Perpecahan dalam hakim konsitusi terbaca dalam pertimbangan putusan MK tersebut. Gagasan soal permintaan konfirmasi kepada lembaga pengusul sudah ditentang oleh hakim konsitutsi Wahiduddin Adams yang juga diusulkan DPR. Wahiddudin Adams menulis, pertama, tidak dikenal istilah ”konfirmasi” terhadap hakim konstitusi. Kedua, tindakan konfirmasi sangat berisiko terhadap kewibawaan mahkamah, kemandirian kekuasaan kehakiman, dan supremasi konstitusi.
Wahiddudin Adams dalam pertimbangan berbeda menulis dalam putusannya, revisi UU MK khususnya Pasal 87 Huruf b, menyebabkan terjadinya suasana yang sangat kalkulatif sehingga di antara kita sesama hakim konstitusi, baik diakui secara eksplisit maupun tidak, cenderung mengambil sikap saling menunggu (wait and see) serta penuh harap dan pamrih (full of stake) terhadap pilihan sikap dari hakim konstitusi lainnya.
Dalam pandangan Richard A Posner pada buku How Judges Think, tendensi semacam ini secara proporsional memang dinilai manusiawi karena hakim yang notabene juga manusia biasa secara alamiah merupakan homo economicus (makhluk yang senantiasa berhitung/kalkulatif). Namun, dalam lanjutan narasinya, Richard A Posner mengemukakan bahwa tendensi semacam ini sangat berbahaya bagi keberlangsungan jaminan supremasi hukum dan konstitusi sebab independensi dan imparsialitas hakim seharusnya juga senantiasa terjaga, termasuk dari pengaruh koleganya, dalam semangat dan prinsip kolegialitas (collegiality).
Pandangan Wahiddudin inilah yang sekarang terjadi. Ada kebuntuan konstitusional. DPR ngotot mengganti Aswanto yang belum habis masa jabatannya atas nama kepentingan politik. Sayangnya, proses politik DPR dilakukan dengan menabrak undang-undang, termasuk syarat penggantian dan pengusulan hakim MK yang dibuat DPR dan pemerintah.
Sebaliknya, Ketua MK Anwar Usman juga terlalu kreatif berkirim surat meminta konfirmasi ke lembaga pengusul soal posisi hakim konstitusi. Jika putusan DPR dijalankan, sama saja dengan DPR memberhentikan hakim Aswanto sebelum masa jabatannya berakhir hanya dengan alasan DPR kecewa dengan kinerja Aswanto.

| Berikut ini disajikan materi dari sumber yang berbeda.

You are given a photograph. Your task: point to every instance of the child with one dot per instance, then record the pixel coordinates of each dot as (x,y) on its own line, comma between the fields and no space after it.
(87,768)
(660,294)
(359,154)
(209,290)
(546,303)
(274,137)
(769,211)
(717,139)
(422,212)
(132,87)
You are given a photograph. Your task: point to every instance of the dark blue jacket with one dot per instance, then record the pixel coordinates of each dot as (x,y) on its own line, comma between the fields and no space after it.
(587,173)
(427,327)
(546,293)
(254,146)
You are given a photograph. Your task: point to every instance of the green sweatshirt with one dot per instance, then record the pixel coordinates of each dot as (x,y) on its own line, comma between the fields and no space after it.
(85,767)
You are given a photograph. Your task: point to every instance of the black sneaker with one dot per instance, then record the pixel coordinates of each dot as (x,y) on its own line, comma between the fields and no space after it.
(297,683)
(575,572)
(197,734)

Padalah, hakim konstitusi yang diusulkan DPR bukan kepanjangan tangan dari fraksi DPR.
Sayang memang kebuntuan konstitusional seperti dibiarkan begitu saja. Keterlibatan justru muncul dari eks hakim konstitusi, termasuk bekas tiga ketua MK, yang berkumpul dan menyatakan DPR melanggar konstitusi dan meminta Presiden Jokowi mendiamkan saja surat dari DPR. MK sendiri belum bersuara. Mereka diam saja atau mendiamkan saja kebuntuan ini terjadi. DPR pun ngotot meskipun salah prosedur dan menabrak konsitusi.
Di tengah situasi kebuntuan konstitusional, akan lebih baik kalau Presiden Jokowi sebagai Kepala Negara mengundang Ketua MK Anwar Usman, Ketua DPR Puan Maharani, dan Ketua MA Syarifuddin untuk mencari jalan keluar bersama. Jalan keluar yang tidak menyimpang dari konstitusi dan tidak menabrak undang-undang. Bukanlah Pancasila mengajarkan untuk duduk bersama bermusyawarah untuk mufakat untuk mencari solusi.

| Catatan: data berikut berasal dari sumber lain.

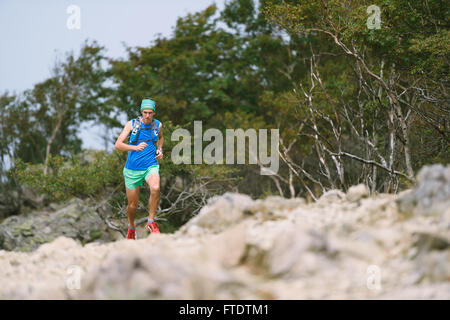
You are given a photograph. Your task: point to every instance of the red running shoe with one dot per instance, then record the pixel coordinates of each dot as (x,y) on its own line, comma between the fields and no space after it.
(131,234)
(152,227)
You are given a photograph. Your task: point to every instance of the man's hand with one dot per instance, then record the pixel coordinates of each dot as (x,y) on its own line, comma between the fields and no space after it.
(159,154)
(141,146)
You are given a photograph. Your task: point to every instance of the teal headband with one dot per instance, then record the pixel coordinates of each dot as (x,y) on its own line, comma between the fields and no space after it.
(148,104)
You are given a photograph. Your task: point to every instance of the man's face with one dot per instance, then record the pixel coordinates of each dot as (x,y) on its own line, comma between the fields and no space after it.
(147,115)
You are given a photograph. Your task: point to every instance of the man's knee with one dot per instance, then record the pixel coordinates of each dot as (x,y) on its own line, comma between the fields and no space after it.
(132,205)
(154,188)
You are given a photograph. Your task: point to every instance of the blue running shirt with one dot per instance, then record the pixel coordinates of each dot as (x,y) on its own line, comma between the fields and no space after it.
(142,160)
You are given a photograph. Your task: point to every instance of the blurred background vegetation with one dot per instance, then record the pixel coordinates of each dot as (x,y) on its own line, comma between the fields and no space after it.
(353,104)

Bukan atas nama kepentingan politik, kemudian semua ditabrak, termasuk konsitusi itu. Bisa berabe kalau perilaku kekuasaan legislatif seperti itu. Saya kutip tulisan Prof Mochtar Pabottingi di harian Kompas, 13 Oktober 2022, langkah DPR, ”Sungguh mewakili laku tergenit dan terpandir terhadap konstitusi.”